We are waiting for the next release of postgres 15.x. The current release does not support OpenSSL 3.2.

atrope commented 5 months ago

@GrahamCampbell is it possible to generate a layer without postgres if we don't use it? Maybe we could have an specific version without postgres because 4x the pricing for using https is a lot.

atrope commented 5 months ago

Or do you know which version of php-82-fpm has openssl 3.2? That way i can test in a stressfull env anc check if this is the actual problerm

GrahamCampbell commented 5 months ago

You can compile a layer yourself. Otherwise, it'll probably be around a month from now when OpenSSL 3.2.1 gets put into Bref, in combination with Postgres 15.6. It'll likely be PHP 8.1, 8.2 and 8.3. PHP 8.0 will remain on OpenSSL 1.1.1.

atrope commented 5 months ago

Okay, i've now tested in 1M requests the version 31 of the layer which has OpenSSL1.1.1 - arn:aws:lambda:us-east-1:534081306603:layer:php-82-fpm:31

Only by changing the newest one (58) to the old one I see the performance increase of 50%. That said I really think we should not keep the OpenSSL3 in the production version of the Layer.

As we all know a function running on average in 140ms is 100% more expensive than one running at 70ms.

Screenshot 2024-01-29 at 16 54 56

GrahamCampbell commented 5 months ago

The problem with OpenSSL 1.1.1 is that it has unpatched security vulnerabilities.

mnapoli commented 5 months ago

Hey @atrope! I've seen your other message, thanks for bumping this issue. Yeah, that is tempting to go back to OpenSSL 1.1.1 😞

it'll probably be around a month from now when OpenSSL 3.2.1 gets put into Bref, in combination with Postgres 15.6

Sounds like the best course of action right now unfortunately

GrahamCampbell commented 5 months ago

And that time has arrived. 🎉

  1. https://github.com/brefphp/aws-lambda-layers/pull/161
  2. https://github.com/brefphp/aws-lambda-layers/pull/162

Probably we can wait till next week to release this stuff (assuming those PRs are accepted) so that we can also include cURL 8.6.1 and the next round of PHP patch releases, both are due to land next week.

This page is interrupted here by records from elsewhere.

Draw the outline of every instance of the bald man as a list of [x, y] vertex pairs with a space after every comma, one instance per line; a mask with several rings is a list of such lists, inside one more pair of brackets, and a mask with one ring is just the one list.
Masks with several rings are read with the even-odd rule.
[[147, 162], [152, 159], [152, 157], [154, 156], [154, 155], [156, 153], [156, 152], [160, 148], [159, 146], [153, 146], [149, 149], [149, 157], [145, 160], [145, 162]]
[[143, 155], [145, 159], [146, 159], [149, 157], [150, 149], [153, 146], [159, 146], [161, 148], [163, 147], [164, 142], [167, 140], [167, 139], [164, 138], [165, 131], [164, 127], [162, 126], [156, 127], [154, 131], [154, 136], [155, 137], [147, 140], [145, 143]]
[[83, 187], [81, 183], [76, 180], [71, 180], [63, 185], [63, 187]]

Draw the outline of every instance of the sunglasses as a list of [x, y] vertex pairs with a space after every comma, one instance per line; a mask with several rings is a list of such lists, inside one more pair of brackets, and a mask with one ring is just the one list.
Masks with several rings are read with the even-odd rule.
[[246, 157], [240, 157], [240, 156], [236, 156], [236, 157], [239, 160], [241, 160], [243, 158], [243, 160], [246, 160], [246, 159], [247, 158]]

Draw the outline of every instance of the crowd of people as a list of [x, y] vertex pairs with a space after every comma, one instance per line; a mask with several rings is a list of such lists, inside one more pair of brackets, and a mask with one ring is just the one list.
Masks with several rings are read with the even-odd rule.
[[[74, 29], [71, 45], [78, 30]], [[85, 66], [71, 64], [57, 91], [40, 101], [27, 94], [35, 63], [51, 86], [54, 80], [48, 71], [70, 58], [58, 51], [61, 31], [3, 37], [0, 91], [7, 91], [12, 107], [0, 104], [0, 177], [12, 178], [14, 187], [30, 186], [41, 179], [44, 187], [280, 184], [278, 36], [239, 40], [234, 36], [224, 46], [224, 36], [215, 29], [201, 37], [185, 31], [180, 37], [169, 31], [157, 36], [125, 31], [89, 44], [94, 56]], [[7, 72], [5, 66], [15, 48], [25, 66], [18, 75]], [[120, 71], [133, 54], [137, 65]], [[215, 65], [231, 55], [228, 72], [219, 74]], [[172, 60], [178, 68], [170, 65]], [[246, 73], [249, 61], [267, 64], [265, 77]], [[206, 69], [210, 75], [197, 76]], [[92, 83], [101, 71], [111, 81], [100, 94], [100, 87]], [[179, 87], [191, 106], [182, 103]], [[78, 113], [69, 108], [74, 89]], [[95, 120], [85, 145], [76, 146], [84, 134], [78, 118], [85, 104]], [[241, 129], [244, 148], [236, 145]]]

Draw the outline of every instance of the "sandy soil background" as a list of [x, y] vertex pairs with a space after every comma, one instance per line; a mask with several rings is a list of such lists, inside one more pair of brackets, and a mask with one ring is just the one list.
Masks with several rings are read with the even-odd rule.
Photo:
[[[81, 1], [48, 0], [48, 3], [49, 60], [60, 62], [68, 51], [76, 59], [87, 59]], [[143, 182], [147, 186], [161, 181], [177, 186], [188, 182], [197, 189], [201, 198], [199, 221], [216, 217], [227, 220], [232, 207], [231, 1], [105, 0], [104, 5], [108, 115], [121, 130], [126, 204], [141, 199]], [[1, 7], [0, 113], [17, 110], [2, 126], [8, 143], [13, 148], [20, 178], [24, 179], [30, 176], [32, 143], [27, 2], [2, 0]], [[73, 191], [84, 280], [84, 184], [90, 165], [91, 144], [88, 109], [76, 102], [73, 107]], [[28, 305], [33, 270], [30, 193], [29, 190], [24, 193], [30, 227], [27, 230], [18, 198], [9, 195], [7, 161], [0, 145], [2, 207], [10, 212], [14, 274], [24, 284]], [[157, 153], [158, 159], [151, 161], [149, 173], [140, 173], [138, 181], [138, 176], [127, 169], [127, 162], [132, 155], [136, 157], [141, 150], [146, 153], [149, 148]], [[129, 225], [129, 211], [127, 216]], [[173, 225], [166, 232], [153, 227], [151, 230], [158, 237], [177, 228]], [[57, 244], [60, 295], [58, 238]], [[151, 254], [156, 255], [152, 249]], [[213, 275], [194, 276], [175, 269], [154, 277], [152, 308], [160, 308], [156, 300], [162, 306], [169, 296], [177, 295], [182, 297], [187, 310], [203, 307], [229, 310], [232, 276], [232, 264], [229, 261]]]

mnapoli commented 4 months ago

It's out in Bref 2.1.15 https://github.com/brefphp/bref/releases/tag/2.1.15 🎉

I'd love to hear if things are working better with this new version (which uses OpenSSL 3.2).

atrope commented 4 months ago

Hi!

Just tested it out the latest version.

We had an average of 75ms with layer 31 and with layer 61(php-82-fpm) it increased to ~85ms. Tested in the last 15minutes period.

Will leave it for the next days and check how it will perform.

GrahamCampbell commented 4 months ago

What about the performance of layer 60 vs 61? Also, how does P99.9 compare - for me this was the big improvement, assuming you are reusing connections between invokes.